Passado todo este tempo, a realidade é bem diferente e mostra-nos que já não vai conseguir chegar ao tricampeonato e mesmo o segundo lugar que dá acesso à Liga dos Campeões está tremido.

Fez história na Champions é verdade, mas deixou mazelas, como explicou o treinador, ontem, na antevisão do jogo com o Tondela.

Do mal o menos, conseguiram garantir a presença na final da Taça de Portugal cujo título vai ser discutido com o Torrense, a 24 de maio, no Estádio Nacional, ao Jamor.

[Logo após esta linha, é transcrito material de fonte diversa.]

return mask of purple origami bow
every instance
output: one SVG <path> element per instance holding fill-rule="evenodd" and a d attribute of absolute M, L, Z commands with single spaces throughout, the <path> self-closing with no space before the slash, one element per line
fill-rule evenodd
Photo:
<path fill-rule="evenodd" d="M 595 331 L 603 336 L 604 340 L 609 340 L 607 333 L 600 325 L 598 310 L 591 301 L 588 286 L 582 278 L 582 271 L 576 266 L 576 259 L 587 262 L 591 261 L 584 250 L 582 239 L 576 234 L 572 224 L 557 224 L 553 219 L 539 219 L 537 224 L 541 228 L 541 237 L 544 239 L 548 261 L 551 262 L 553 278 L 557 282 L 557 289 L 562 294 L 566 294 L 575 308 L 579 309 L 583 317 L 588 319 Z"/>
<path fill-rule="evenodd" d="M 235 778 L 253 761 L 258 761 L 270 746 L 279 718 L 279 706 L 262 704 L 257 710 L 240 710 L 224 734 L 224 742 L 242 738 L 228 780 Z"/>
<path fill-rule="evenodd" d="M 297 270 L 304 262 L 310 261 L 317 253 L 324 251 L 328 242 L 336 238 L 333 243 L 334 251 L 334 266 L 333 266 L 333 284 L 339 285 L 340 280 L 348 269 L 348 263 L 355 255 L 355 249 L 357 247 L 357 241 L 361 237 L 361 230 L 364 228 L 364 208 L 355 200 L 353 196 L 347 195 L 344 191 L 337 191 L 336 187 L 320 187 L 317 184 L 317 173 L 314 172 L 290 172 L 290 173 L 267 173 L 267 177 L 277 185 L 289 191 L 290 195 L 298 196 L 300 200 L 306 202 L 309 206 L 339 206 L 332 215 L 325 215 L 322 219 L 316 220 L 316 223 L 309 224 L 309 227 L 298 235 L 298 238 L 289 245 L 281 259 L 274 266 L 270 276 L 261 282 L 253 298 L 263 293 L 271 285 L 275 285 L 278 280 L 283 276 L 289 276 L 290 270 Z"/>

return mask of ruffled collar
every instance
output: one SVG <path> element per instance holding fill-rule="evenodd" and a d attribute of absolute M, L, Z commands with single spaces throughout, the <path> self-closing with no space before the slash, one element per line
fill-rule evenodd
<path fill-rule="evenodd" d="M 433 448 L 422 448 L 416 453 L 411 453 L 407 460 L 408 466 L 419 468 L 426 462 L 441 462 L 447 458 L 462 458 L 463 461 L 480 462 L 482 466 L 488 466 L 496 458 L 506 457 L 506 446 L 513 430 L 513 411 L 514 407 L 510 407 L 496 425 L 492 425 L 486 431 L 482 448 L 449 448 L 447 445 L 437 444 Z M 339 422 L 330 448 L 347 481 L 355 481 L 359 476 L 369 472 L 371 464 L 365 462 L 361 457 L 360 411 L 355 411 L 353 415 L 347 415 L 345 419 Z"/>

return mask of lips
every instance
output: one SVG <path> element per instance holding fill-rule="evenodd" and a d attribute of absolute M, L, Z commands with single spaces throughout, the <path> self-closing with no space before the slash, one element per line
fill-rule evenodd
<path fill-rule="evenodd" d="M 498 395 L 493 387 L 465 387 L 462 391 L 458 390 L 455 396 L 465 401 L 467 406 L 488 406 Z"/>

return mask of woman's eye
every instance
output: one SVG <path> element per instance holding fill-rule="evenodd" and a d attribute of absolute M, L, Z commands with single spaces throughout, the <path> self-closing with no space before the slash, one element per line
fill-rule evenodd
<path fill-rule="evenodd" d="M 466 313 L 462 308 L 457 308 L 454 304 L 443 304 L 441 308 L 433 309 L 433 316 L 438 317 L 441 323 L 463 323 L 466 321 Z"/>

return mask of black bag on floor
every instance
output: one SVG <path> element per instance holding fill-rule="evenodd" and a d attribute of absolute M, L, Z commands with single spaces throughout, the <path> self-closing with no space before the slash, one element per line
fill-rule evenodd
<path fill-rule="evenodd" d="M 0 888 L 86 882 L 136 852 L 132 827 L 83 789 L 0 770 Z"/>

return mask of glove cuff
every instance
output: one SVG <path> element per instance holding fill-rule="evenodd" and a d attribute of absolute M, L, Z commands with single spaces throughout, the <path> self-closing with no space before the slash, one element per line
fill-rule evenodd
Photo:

Mesmo assim Frederico Varandas manteve toda a confiança no treinador e vai renovar-lhe o contrato.

Se há coisa que ninguém pode acusar o presidente do Sporting é de falta de coerência e coragem, pelo menos nas suas decisões sobre os treinadores.

Talvez valha a pena começar por recordar a história da contratação de Rúben Amorim ao Sporting de Braga, em 2020, a troco de 10 milhões de euros.

Era um jovem técnico sem experiência, mas que foi campeão nacional, pela primeira vez, na época seguinte, aos 35 anos de idade.

Frederico Varandas atravessou-se pela decisão do então diretor desportivo Hugo Viana que surpreendeu e motivou tantas críticas de tanta gente que não via Amorim como o homem certo. O sucesso foi quase imediato.

Em 2022/2023 o Sporting ficou no quarto lugar do campeonato, com muitos adeptos a pedirem a saída do treinador, o que foi sempre recusado pelo líder do clube.

Voltaram a festejar o título na temporada seguinte e na de 24/25 também, mas já com Rui Borges que, entretanto, sucedeu a Rúben Amorim que havia seguido para Manchester.

Também a contratação de Rui Borges ao Vitória de Guimarães não foi bem recebida por parte dos sportinguistas a quem acusavam de não ter currículo.

Nesta altura, basta frequentar as redes sociais para chegarmos à conclusão de que a cotação de Rui Borges já teve melhores dias.

Também sabemos que no futebol a passagem de bestial a besta demora um fósforo e talvez fosse normal que Frederico Varandas pudesse hesitar nesta questão do prolongamento do contrato com o treinador, porque a temporada do Sporting pode não ser de sonho.

Nada disso vai acontecer e a renovação vai mesmo passar ao papel.

Ninguém sabe o que nos reserva o futuro. Eu pelo menos não sei, mas sei que gosto de pessoas corajosas e coerentes e que não mudam de ideias ao sabor da primeira adversidade como tem acontecido com Frederico Varandas nestas questões.

Imagino que para um treinador, ter alguém assim no topo da hierarquia, é um descanso, porque lhe permite concentrar todas as suas energias naquilo que é importante, ou seja, na preparação da equipa.

O Sporting que tem mais daqui a pouco um jogo muito complicado na luta pelo segundo lugar. É o tal desafio que está em atraso com o aflitíssimo Tondela que precisa de pontos como de pão para a boca.

Um jogo que cruza a discussão pelo segundo lugar com a luta pela manutenção e quem o perder fica muito mais longe do objetivo.